Piłkarze Stali Nowa Dęba w swoim pierwszym wyjazdowym spotkaniu w obecnym sezonie rozgromili 5-1 graczy Wisłoka Strzyżów, odnosząc tym samym pierwsze ligowe zwycięstwo. Wisłok Strzyżów zapłacił frycowe w starciu z bardziej doświadczoną Stalą Nowa Dęba. Podopieczni Daniela Młynarczyka zaaplikowali tegorocznemu beniaminkowi aż 5 bramek. Pierwszego gola dla naszego zespołu zdobył Karol Wilk już w 2 minucie meczu. Gospodarze zdołali odpowiedzieć trafieniem wyróżniającego się w barwach Wisłoka Rafała Rajzera, ale na więcej nie było ich stać. Kolejne bramki dla Stali jeszcze przed przerwą zdobyli Łukasz Milanowski (dwie) i Karol Wilk. Szczególnie pięknej urody było trafienie Milanowskiego na 3 - 1. Nasz predator bez zastanowienia huknął z 30 metrów nie dając żadnych szans golkiperowi miejscowych. Piłka otarła się minimalnie o poprzeczkę i wylądowała w samym okienku bramki.
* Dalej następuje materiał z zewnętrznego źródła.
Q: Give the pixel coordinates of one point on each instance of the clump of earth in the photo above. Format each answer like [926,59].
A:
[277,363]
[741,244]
Efektowną wygraną naszego zespołu przypieczętował w 50. minucie Szymon Serafin, wykorzystując prostopadłe podanie Urbaniaka.
WISŁOK STRZYŻÓW - STAL NOWA DĘBA 1-5 (1-4)
Bramki:
0 - 1 Wilk 2'
1 - 1 Rajzer 16'
1 - 2 Milanowski 37' - asysta Wilk
1 - 3 Milanowski 43' - asysta Diektiarenko
1 - 4 Wilk 45' - asysta Milanowski
1 - 5 Serafin 50' - asysta Urbaniak
Stal: Kotrych - Dudziak, Dudek, Wydro (71. Rębisz), Diektiarenko - Milanowski, Sz. Szerafin (78. Pogoda), Wilk (75. Sudoł), Warzocha - Urbaniak, Marek
Sędziował: Antoni Pelczarski z Krosna.